想田和弘監督の新作「牡蠣工場」http://www.kaki-kouba.com/

が、公開されている。

昨今、テレビでも映画でも、ドキュメンタリーといえども、ナレーションや音楽、テロップは、ごくごく当たり前にあるものという前提で、みんな観ていることだろう。

それが、この映画にはない。

 

わかりづらければ、ナレーションとテロップがつく、気持ちや状況を補強するために、そこへ音楽もつく。作り手の意図満載である。

まあ、それはそれで、伝える、という意義においても別に間違っているわけでもないけれど。ただし、ナレーションやテロップ、音楽を使うことで、シーンや映画の結論が、とても一面的なものに回収されがちで、思い通りに作り、思った通りのことだけを感じろ!という作り手にとってはよいのかもしれないけれど。時に、それはやはり薄っぺらい。
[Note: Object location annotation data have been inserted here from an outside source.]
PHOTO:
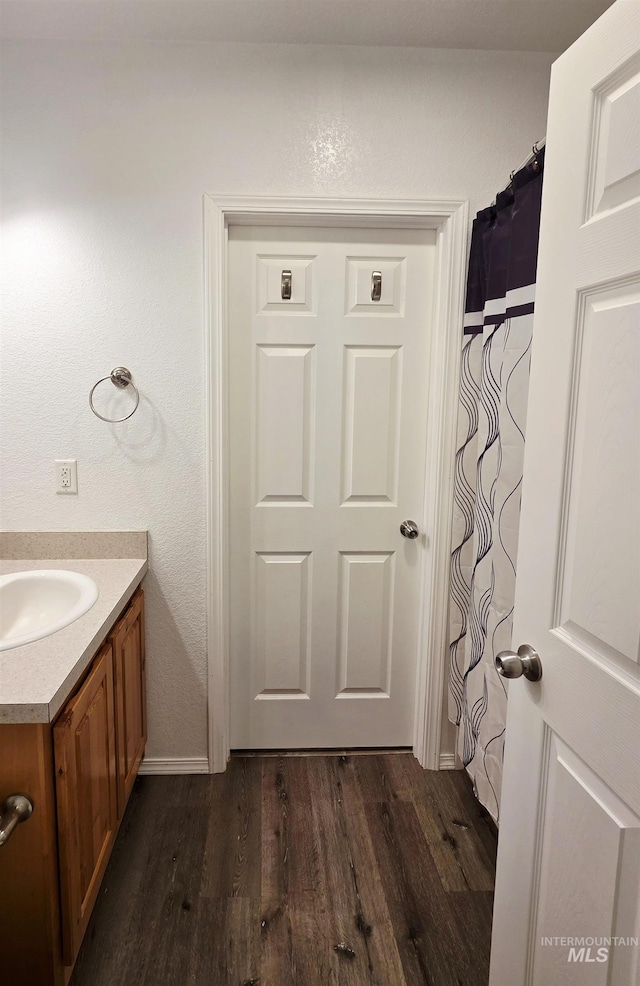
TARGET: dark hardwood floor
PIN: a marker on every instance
(297, 871)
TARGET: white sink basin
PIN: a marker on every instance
(35, 604)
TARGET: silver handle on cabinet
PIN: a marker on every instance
(17, 808)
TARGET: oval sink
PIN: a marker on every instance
(36, 604)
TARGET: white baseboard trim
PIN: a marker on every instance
(447, 761)
(188, 765)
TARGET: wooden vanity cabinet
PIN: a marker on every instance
(99, 741)
(78, 773)
(84, 742)
(127, 640)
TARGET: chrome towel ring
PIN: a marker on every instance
(120, 377)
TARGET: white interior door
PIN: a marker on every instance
(328, 430)
(567, 904)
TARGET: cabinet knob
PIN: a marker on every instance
(17, 808)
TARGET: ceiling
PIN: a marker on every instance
(515, 25)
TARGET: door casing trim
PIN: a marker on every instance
(450, 220)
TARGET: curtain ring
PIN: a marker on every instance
(534, 151)
(120, 377)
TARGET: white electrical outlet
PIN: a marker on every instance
(66, 472)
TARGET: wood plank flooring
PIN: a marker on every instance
(353, 870)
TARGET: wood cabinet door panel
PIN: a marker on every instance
(131, 726)
(85, 761)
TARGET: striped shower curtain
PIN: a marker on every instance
(488, 471)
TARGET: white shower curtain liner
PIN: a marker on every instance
(488, 471)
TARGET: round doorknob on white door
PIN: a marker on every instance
(526, 662)
(409, 529)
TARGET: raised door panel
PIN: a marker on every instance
(587, 913)
(85, 761)
(129, 665)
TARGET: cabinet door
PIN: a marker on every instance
(131, 720)
(85, 760)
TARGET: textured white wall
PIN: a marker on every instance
(108, 149)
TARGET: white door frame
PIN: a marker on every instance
(449, 219)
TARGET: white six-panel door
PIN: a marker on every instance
(328, 425)
(567, 904)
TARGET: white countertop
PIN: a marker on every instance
(37, 678)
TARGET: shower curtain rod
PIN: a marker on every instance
(539, 144)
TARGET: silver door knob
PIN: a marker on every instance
(17, 808)
(409, 529)
(526, 662)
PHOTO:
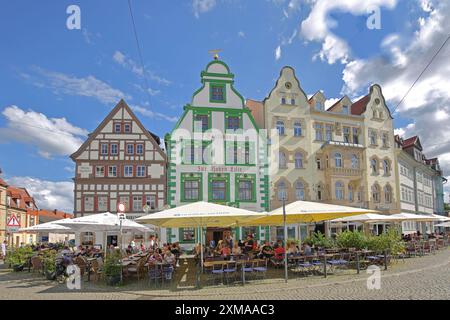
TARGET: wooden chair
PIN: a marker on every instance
(138, 269)
(36, 263)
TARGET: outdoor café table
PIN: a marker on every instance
(89, 263)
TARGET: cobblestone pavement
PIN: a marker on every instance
(416, 278)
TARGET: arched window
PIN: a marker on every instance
(297, 129)
(280, 128)
(355, 162)
(298, 160)
(282, 159)
(374, 166)
(339, 190)
(386, 167)
(387, 194)
(299, 191)
(282, 191)
(375, 193)
(338, 160)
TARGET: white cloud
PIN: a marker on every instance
(89, 86)
(317, 26)
(51, 136)
(48, 195)
(202, 6)
(278, 53)
(151, 114)
(128, 63)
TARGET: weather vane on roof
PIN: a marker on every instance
(215, 53)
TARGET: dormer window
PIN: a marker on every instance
(217, 93)
(345, 109)
(318, 106)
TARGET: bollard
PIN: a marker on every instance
(357, 263)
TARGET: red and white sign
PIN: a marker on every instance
(13, 224)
(力強いこともありますが)

「分からなくてはダメだ!」ということが、水戸黄門の印籠のように振りかざされるテレビ業界の試写においては、想田さんの映画のように、人物関係がよく分からない、かなり注意深く見ていないと分からないという編集であれば、まず、直されることだろう。
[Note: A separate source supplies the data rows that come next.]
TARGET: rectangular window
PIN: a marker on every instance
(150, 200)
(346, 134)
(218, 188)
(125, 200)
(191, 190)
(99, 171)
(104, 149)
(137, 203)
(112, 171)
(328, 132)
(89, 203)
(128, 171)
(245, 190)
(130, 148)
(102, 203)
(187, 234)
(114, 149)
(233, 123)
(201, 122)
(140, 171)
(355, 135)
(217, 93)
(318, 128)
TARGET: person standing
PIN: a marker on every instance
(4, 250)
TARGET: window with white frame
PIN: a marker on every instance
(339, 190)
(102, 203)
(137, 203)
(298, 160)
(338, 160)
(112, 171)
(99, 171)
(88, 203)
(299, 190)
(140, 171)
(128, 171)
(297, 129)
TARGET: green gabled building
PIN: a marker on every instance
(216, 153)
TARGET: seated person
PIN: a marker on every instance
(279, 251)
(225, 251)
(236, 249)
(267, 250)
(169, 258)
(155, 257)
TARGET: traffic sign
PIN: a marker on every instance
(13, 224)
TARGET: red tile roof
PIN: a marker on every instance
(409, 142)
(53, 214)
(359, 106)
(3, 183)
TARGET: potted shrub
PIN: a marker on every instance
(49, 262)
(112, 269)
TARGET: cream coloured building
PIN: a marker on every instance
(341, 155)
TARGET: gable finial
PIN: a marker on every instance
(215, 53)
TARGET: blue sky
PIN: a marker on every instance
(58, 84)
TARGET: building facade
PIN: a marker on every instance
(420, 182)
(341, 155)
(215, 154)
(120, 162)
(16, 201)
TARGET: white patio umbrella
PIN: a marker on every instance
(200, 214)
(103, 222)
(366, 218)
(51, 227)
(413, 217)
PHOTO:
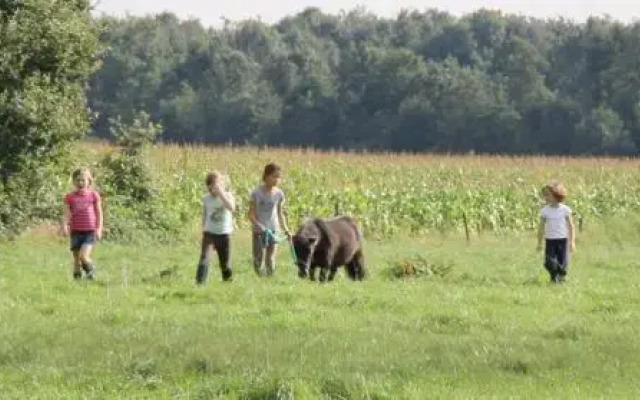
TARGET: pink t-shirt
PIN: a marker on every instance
(83, 210)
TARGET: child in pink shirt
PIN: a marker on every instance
(83, 222)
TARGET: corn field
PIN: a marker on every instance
(400, 194)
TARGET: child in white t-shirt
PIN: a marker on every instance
(556, 226)
(217, 224)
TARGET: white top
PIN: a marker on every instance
(555, 221)
(216, 217)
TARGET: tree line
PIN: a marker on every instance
(422, 81)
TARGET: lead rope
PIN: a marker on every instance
(270, 236)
もしくは、それぞれの関係が分かるように、テロップを入れようということになる。

そして、それは親切かもしれないけれど、観ている人間の注意力や映像を読み取るリテラシーを育てないということになってしまうような気がする。

まあ、そんなに多くの人が注意深くテレビを見たいかというと、そういうわけでもないだろうけれど。

テレビは作り手側そのものが、視聴者に対してハナから分からないだろうというスタンスだったりして、失礼極まりない部分もあり、もう少し、観る人の映像観察能力というか感性のようなものも含めて、信じていいのではないだろうか。

そして、「分かりやすさ」を指向することの弊害は、作り手が怠惰である場合、作り手の「分かる」世界だけで終始してしまい、ものすごく「当たり前」のものしかつくられなくなってくる。

 

分からないことも含めて、映像に残されていることも重要で、想田さんの作品には、それも多い。工場の若い奥さんが、お昼を作りながら、仕事について話している、本人は喋りながら、撮られているという事を意識して話している部分と、素の部分をいったりきたりする、それをカットせずに使う事で、その人のパーソナリティが随分、濃く分かる、気にある。カメラが介在するという行為の本質が、随所に出ている。

どうしても、そういうオフっぽいところというのは、テレビの編集では、どうしても切ってしまうことが多くて、それは、番組の流れと関係ないところがあると、流れがわかりづらくなるから、という理由である場合が多いけれど、決して、すべてが「流れが分かりやすく」を目指さなくてもいいのではないか。すべてが、分かりやすさを指向し続けたら、どれもこれも同じものになってしまうのではないか。

情報を分かりやすく、ナレーションで整理して、テロップと音楽で補強する。

まあ、それで「分かりやすく」もなるし、「分かった」気にもなると思う。

 

それでも、実際の世の中は、そんなに分かりやすいものでもないし、割り切れない。

割り切れない、もやもやとしたものが、映像に多く写っていていいのではないか。

一言一句、1カット1カット、意味で埋め尽くされている映画より、豊かでたのしいものだと思う。